The Tale of Ginger and Pickles (originally, Ginger and Pickles) is a children's book written and illustrated by Beatrix Potter, and first published by Frederick Warne & Co. in 1909. The book tells of two shopkeepers who extend unlimited credit to their customers and, as a result, are forced to go out of business. It was originally published in a large format which permitted Potter the opportunity to lavish great detail on the illustrations and also allowed her to include black-and-white vignettes. Potter filled the tale with characters from her previous books.
Ginger, a yellow tomcat, and Pickles, a terrier, are partners in operating a village shop that offers a variety of goods including red spotty handkerchiefs, "sugar, snuff, and goloshes". Ginger inspires fear in their mouse customers and Pickles their rabbit customers. Ginger's mouth waters as the mice leave the shop with their parcels. The two extend unlimited credit to customers who never pay. The till remains empty. The shopkeepers are forced to eat their own goods.
In the tale's lengthy coda, Tabitha Twitchit, the proprietor of the only other village shop, exploits the situation and raises the prices of everything in her shop. She refuses to give credit. Mr. Dormouse and his daughter Miss Dormouse sell peppermints and candles, but the candles "behave very strangely in warm weather" and Miss Dormouse refuses to accept the return of candle ends from disgruntled customers.Pickles cannot afford a dog license and is frightened of the policeman (a German doll with a stitched-on hat). He is certain he will receive a summons. The two go over their records and think their customers will never pay them. When the policeman delivers the rates and taxes at the New Year, Ginger and Pickles decided to close shop thus creating great inconvenience for the villagers. Ginger grows stout living comfortably in a warren and is shown in one illustration setting traps. Pickles becomes a gamekeeper who is shown pursuing rabbits.
Finally, Sally Henny-penny sends out a printed poster announcing her intention to re-open the shop. The villagers are delighted and overwhelm the shop on its first day. Sally gets flustered counting out change and insists on being paid cash but offers an assortment of bargains to the delight of everybody.
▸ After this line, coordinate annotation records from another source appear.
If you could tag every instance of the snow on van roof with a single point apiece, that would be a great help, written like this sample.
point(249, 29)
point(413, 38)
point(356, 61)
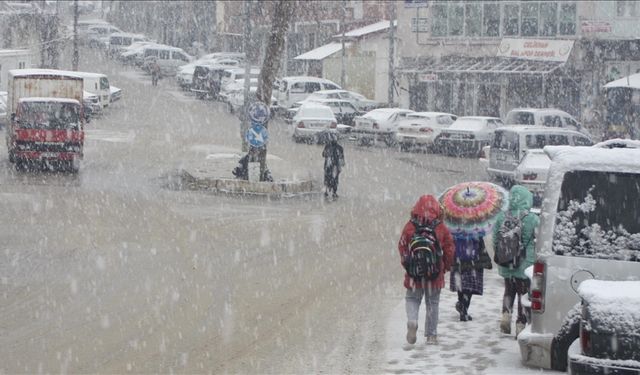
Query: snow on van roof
point(632, 81)
point(568, 158)
point(43, 99)
point(43, 72)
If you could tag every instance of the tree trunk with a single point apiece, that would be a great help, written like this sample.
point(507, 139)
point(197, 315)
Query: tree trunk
point(271, 65)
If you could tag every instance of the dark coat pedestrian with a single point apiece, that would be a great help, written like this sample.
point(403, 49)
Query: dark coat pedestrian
point(333, 155)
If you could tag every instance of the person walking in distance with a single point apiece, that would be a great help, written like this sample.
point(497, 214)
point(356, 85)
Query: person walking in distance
point(155, 73)
point(333, 155)
point(426, 253)
point(513, 243)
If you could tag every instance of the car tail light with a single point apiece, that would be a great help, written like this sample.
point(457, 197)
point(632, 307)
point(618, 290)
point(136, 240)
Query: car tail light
point(537, 287)
point(585, 339)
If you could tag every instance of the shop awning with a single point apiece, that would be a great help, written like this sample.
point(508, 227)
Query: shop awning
point(495, 65)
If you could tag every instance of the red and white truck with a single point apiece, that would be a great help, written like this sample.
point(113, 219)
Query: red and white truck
point(46, 125)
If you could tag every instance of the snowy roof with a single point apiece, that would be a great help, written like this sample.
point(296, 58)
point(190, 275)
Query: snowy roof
point(321, 52)
point(632, 81)
point(369, 29)
point(568, 158)
point(14, 52)
point(42, 99)
point(43, 72)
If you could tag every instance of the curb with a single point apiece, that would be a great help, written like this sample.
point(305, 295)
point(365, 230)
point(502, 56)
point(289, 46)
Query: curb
point(244, 187)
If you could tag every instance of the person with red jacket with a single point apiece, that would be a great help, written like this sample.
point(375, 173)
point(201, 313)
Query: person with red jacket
point(426, 211)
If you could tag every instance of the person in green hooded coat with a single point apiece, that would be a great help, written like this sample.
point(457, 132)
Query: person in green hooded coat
point(515, 281)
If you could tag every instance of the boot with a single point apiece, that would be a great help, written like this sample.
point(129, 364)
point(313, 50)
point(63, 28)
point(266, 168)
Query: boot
point(505, 323)
point(519, 328)
point(412, 328)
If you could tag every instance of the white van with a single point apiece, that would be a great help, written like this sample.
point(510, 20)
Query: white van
point(97, 84)
point(119, 41)
point(589, 229)
point(168, 58)
point(295, 89)
point(510, 144)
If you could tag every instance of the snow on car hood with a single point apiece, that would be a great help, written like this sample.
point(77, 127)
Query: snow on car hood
point(613, 304)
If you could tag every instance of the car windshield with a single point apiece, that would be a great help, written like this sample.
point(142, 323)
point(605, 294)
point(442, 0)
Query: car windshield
point(505, 141)
point(599, 216)
point(520, 118)
point(467, 124)
point(315, 111)
point(379, 115)
point(49, 115)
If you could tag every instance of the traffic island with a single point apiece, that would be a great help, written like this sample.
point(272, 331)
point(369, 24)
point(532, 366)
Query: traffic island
point(214, 174)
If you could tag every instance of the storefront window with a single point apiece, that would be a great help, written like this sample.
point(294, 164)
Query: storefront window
point(473, 19)
point(511, 23)
point(439, 24)
point(456, 19)
point(530, 19)
point(548, 19)
point(491, 20)
point(567, 19)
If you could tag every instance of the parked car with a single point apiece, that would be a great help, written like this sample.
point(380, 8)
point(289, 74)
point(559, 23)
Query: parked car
point(420, 129)
point(167, 57)
point(290, 90)
point(360, 102)
point(344, 111)
point(543, 117)
point(609, 329)
point(467, 135)
point(510, 143)
point(589, 229)
point(379, 125)
point(311, 121)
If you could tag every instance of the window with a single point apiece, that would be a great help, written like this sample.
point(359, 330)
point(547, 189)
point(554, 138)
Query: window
point(567, 24)
point(473, 20)
point(439, 24)
point(511, 25)
point(456, 19)
point(312, 87)
point(548, 19)
point(530, 19)
point(491, 20)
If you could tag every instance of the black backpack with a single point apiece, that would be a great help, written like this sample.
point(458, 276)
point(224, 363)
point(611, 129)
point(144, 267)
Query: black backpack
point(423, 261)
point(509, 250)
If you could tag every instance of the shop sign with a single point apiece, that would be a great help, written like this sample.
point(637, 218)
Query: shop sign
point(535, 49)
point(428, 77)
point(593, 27)
point(415, 3)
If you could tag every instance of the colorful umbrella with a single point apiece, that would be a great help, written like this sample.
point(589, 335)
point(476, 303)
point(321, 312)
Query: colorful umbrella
point(473, 206)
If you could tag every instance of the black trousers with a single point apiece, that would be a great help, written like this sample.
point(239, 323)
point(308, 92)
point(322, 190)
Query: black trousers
point(513, 287)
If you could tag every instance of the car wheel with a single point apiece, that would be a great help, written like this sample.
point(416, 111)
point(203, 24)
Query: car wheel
point(568, 332)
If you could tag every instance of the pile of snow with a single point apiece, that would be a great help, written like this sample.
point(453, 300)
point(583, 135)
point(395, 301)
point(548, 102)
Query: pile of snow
point(592, 241)
point(613, 305)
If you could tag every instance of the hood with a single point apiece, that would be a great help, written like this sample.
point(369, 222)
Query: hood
point(427, 209)
point(520, 199)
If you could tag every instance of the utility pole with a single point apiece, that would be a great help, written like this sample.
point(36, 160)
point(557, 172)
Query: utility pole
point(75, 59)
point(392, 16)
point(244, 119)
point(343, 61)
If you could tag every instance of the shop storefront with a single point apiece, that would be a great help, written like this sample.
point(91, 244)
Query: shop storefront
point(523, 73)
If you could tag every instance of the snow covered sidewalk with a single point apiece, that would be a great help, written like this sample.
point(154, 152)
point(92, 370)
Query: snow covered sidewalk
point(475, 347)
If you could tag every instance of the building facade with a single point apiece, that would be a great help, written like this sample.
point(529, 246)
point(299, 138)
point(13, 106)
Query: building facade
point(487, 57)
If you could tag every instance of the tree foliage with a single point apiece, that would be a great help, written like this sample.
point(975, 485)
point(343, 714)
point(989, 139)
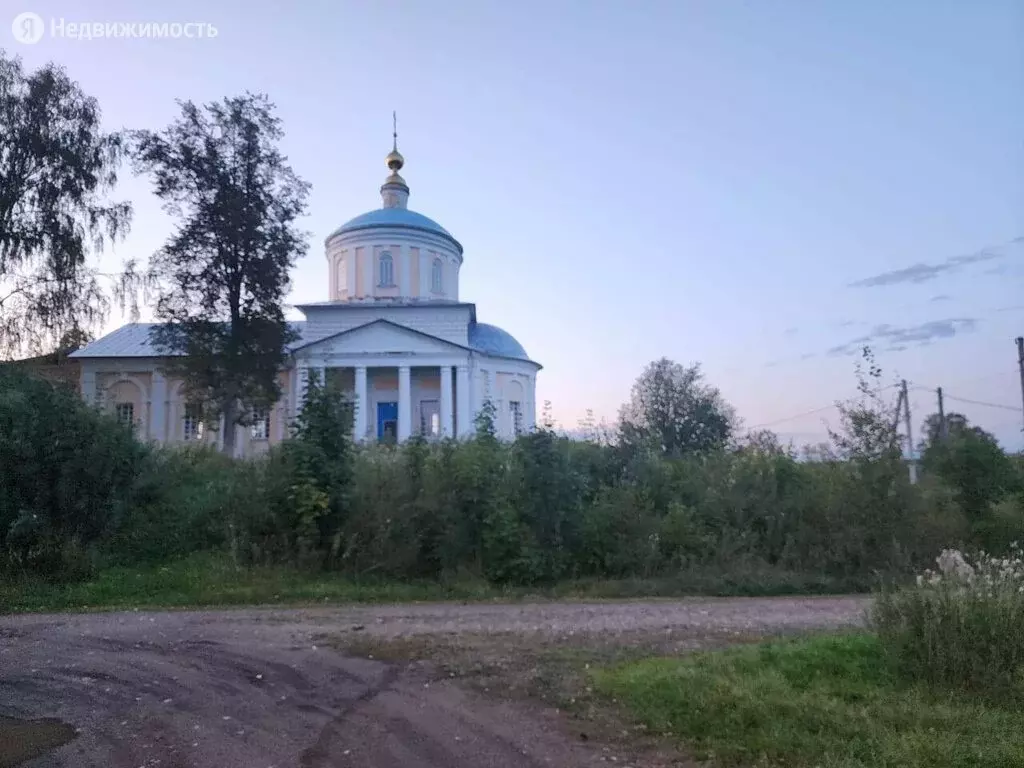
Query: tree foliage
point(57, 167)
point(970, 460)
point(223, 274)
point(674, 413)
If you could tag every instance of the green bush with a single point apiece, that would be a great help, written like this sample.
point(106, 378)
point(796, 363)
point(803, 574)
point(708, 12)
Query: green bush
point(67, 474)
point(962, 626)
point(185, 500)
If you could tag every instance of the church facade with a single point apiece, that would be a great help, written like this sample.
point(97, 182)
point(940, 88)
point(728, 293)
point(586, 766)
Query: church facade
point(393, 334)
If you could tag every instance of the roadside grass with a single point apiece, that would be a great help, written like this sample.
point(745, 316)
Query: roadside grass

Potter put a crowd of familiar characters from the Peter Rabbit universe into the tale such as Mrs. Tiggy-Winkle, Samuel Whiskers and Peter himself. It would prove a clever marketing device. From the literary angle, the many familiar characters create tension and suspense for the reader as most are the natural prey of the eponymous merchants. The reader wonders if the two shopkeepers will control their predatory instincts long enough to make a sale.